We remark that all of our results continue to hold as necessary (but may not be sufficient) conditions for neural networks where the input  $\mathbf{x}$  goes through a *learned* feature transformation  $\varphi(\mathbf{x}; \mathbf{u})$ , parameterized by  $\mathbf{u}$ :

**Theorem 4** (Neural Networks). *Consider  $\ell(\mathbf{x}, \mathbf{y}; W, \mathbf{u}) = l(\mathbf{h}, \mathbf{y})$  for some loss  $l$ , where  $\mathbf{h} := W^\top \varphi(\mathbf{x}; \mathbf{u})$ . Then,*

$$\nabla_W \ell(\mathbf{x}, \mathbf{y}; W, \mathbf{u}) = \varphi(\mathbf{x}; \mathbf{u}) \otimes \nabla_{\mathbf{h}} l(\mathbf{h}, \mathbf{y}) \quad (11)$$

$$\nabla_{\mathbf{u}} \ell(\mathbf{x}, \mathbf{y}; W, \mathbf{u}) = \nabla_{\mathbf{u}} \varphi(\mathbf{x}; \mathbf{u}) W \nabla_{\mathbf{h}} l(\mathbf{h}, \mathbf{y}), \quad (12)$$

and  $(W, \mathbf{u})$  is  $\lambda$ -poisoning reachable iff there exists  $\nu \in \Gamma$  such that

$$\mathbf{0} \in (1 - \lambda)G(\mu) + \lambda G(\nu), \quad (13)$$

where  $G(\nu) := \mathbb{E}_{(\mathbf{x}, \mathbf{y}) \sim \nu} (\nabla_W \ell, \nabla_{\mathbf{u}} \ell)$ . In particular,  $(W, \mathbf{u})$  is  $\lambda$ -poisoning reachable only if there exists some  $\nu \in \Gamma$  such that

$$\mathbf{0} \in (1 - \lambda)G_1(\mu) + \lambda G_1(\nu), \quad (14)$$

where  $G_1(\nu) := \mathbb{E}_{(\mathbf{x}, \mathbf{y}) \sim \nu} \varphi(\mathbf{x}; \mathbf{u}) \otimes \nabla_{\mathbf{h}} l(\mathbf{h}, \mathbf{y})$ .## 4. Gradient Canceling Attack

In this section we discuss how to find a poisoning distribution  $\nu \in \Gamma$  so that upon retraining on the mixed distribution  $\chi = (1 - \lambda)\mu + \lambda\nu$ , the target parameter  $\mathbf{w}$  will be favored. We recall that  $\mu$  is the (clean) training distribution and  $\lambda$  is the (absolute) poisoning proportion.

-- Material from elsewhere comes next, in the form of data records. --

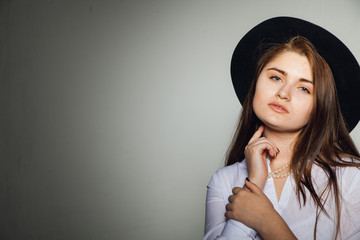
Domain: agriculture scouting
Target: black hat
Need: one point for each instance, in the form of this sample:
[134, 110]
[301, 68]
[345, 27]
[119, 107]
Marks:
[345, 68]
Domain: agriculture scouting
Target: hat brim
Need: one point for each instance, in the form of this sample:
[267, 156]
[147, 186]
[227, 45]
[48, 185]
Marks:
[345, 68]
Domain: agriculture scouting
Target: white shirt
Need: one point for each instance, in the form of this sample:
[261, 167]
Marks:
[301, 221]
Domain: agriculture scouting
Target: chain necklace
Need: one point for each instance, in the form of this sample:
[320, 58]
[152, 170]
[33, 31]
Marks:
[274, 174]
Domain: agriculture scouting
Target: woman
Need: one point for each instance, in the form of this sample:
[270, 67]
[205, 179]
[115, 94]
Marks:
[292, 144]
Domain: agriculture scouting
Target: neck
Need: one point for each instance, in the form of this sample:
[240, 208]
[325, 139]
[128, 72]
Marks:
[283, 140]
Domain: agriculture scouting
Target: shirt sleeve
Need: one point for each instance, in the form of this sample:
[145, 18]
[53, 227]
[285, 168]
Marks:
[216, 225]
[350, 215]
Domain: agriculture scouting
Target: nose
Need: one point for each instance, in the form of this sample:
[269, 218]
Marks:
[284, 92]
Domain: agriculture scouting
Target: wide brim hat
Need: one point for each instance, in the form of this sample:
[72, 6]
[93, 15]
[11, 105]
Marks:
[345, 68]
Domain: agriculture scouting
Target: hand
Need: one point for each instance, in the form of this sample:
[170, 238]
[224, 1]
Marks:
[252, 207]
[255, 154]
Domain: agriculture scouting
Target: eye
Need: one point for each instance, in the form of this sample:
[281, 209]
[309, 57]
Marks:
[304, 89]
[275, 78]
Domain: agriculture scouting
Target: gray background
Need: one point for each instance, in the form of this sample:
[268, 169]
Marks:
[115, 114]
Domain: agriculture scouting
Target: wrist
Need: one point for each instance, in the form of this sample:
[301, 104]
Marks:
[259, 180]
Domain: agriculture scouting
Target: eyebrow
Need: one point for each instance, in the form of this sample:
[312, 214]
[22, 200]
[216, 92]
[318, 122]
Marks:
[285, 74]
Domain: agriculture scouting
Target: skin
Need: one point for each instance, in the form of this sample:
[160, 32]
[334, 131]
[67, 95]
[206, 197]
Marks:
[283, 101]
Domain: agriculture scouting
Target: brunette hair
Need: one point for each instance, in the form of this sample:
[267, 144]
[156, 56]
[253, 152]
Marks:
[324, 141]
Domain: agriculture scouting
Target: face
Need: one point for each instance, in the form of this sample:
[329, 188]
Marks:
[284, 93]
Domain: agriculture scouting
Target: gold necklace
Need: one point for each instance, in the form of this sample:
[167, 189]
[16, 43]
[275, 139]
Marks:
[274, 174]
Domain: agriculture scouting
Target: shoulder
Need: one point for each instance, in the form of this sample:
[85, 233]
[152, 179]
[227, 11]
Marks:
[349, 180]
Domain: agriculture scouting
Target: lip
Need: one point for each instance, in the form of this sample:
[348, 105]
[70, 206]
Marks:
[277, 107]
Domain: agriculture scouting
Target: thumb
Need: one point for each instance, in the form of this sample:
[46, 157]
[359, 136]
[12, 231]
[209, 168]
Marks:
[252, 187]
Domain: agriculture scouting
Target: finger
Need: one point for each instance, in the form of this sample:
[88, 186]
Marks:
[228, 207]
[271, 147]
[236, 190]
[231, 198]
[228, 214]
[257, 134]
[253, 187]
[262, 144]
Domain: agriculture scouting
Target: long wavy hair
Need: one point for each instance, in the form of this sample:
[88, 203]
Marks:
[324, 141]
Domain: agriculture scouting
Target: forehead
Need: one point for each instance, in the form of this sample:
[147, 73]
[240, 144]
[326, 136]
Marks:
[292, 63]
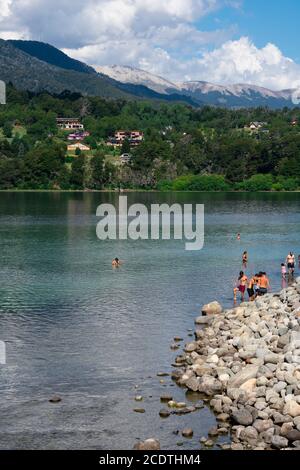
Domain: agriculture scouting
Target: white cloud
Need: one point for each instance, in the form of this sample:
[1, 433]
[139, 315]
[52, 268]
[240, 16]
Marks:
[161, 36]
[242, 62]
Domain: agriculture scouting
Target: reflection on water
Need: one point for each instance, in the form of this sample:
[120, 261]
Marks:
[78, 328]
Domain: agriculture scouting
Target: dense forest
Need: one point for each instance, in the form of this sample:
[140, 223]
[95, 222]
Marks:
[184, 148]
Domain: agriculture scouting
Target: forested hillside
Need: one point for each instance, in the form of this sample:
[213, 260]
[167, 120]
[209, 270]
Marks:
[184, 148]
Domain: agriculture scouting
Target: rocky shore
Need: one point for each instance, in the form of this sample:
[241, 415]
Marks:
[246, 360]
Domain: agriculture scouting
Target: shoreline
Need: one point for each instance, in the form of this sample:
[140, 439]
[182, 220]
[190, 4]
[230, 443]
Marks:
[87, 191]
[246, 361]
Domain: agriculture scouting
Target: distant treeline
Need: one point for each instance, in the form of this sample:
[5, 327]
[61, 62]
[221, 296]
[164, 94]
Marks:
[185, 148]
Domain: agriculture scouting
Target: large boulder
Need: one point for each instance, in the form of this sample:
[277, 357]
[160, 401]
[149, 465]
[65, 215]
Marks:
[243, 417]
[214, 308]
[148, 444]
[292, 409]
[247, 373]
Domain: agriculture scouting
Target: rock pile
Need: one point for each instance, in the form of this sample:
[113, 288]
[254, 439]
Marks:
[247, 360]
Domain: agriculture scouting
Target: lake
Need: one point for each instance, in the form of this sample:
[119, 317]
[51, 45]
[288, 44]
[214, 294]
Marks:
[98, 336]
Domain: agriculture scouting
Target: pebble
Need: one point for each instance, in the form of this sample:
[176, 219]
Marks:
[246, 361]
[188, 432]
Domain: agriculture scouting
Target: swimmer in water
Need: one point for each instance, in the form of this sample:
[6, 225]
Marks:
[242, 284]
[116, 262]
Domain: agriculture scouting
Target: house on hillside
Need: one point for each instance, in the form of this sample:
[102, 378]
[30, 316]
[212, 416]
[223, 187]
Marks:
[134, 138]
[69, 124]
[256, 126]
[78, 145]
[125, 158]
[78, 135]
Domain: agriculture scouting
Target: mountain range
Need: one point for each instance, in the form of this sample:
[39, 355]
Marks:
[239, 95]
[36, 66]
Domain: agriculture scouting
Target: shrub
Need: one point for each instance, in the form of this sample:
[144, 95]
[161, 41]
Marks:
[259, 183]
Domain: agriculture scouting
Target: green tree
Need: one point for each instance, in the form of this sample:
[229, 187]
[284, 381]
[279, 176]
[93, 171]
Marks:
[77, 172]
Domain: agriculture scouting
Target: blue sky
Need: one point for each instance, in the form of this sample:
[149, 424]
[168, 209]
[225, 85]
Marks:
[219, 41]
[264, 21]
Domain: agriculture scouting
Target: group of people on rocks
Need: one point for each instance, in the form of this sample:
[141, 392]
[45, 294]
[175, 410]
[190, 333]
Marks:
[259, 284]
[255, 286]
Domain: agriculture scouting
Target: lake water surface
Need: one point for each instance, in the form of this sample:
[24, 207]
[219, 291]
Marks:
[75, 327]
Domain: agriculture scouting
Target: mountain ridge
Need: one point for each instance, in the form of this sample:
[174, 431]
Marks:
[240, 94]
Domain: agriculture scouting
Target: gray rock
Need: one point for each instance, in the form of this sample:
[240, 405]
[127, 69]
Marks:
[247, 373]
[262, 425]
[188, 432]
[243, 417]
[279, 442]
[293, 435]
[148, 444]
[213, 308]
[192, 384]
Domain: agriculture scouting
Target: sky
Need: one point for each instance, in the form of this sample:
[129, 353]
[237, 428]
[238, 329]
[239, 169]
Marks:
[220, 41]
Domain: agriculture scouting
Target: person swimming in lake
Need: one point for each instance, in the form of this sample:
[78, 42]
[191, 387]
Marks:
[264, 284]
[283, 270]
[252, 293]
[241, 287]
[116, 263]
[290, 259]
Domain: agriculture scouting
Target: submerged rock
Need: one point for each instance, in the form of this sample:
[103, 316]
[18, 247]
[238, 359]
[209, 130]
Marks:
[214, 308]
[148, 444]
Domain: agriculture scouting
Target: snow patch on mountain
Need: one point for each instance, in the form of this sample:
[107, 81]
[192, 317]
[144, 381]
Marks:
[237, 90]
[135, 76]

The algorithm we propose is very intuitive and directly inspired by our Definition 1: we simply find a poisoning distribution  $\nu \in \Gamma$  so that

$$\mathbf{g}(\chi) = (1 - \lambda)\mathbf{g}(\mu) + \lambda\mathbf{g}(\nu) \approx \mathbf{0}, \quad (15)$$

where recall that  $\lambda = \frac{\varepsilon_d}{1 + \varepsilon_d}$  and  $\mathbf{g}(\nu) := \mathbb{E}_{\mathbf{z} \sim \nu} \nabla_{\mathbf{w}} \ell(\mathbf{z}; \mathbf{w})$  is the model gradient computed over a distribution  $\nu$ . Thus, we arrive at the following Gradient Canceling problem<sup>4</sup>:

$$\min_{\nu \in \Gamma} \frac{1}{2} \|\mathbf{g}(\mu) + \varepsilon_d \mathbf{g}(\nu)\|_2^2, \quad (16)$$

which is always convex (since  $\mathbf{g}(\nu)$  is linear in  $\nu$  while  $\Gamma$  is a convex subset of admissible distributions). In Appendix B we discuss a measure optimization approach for solving (16), while below we focus on a Lagrangian approach that directly constructs a poisoning dataset and eliminates the need of resampling from  $\nu$ .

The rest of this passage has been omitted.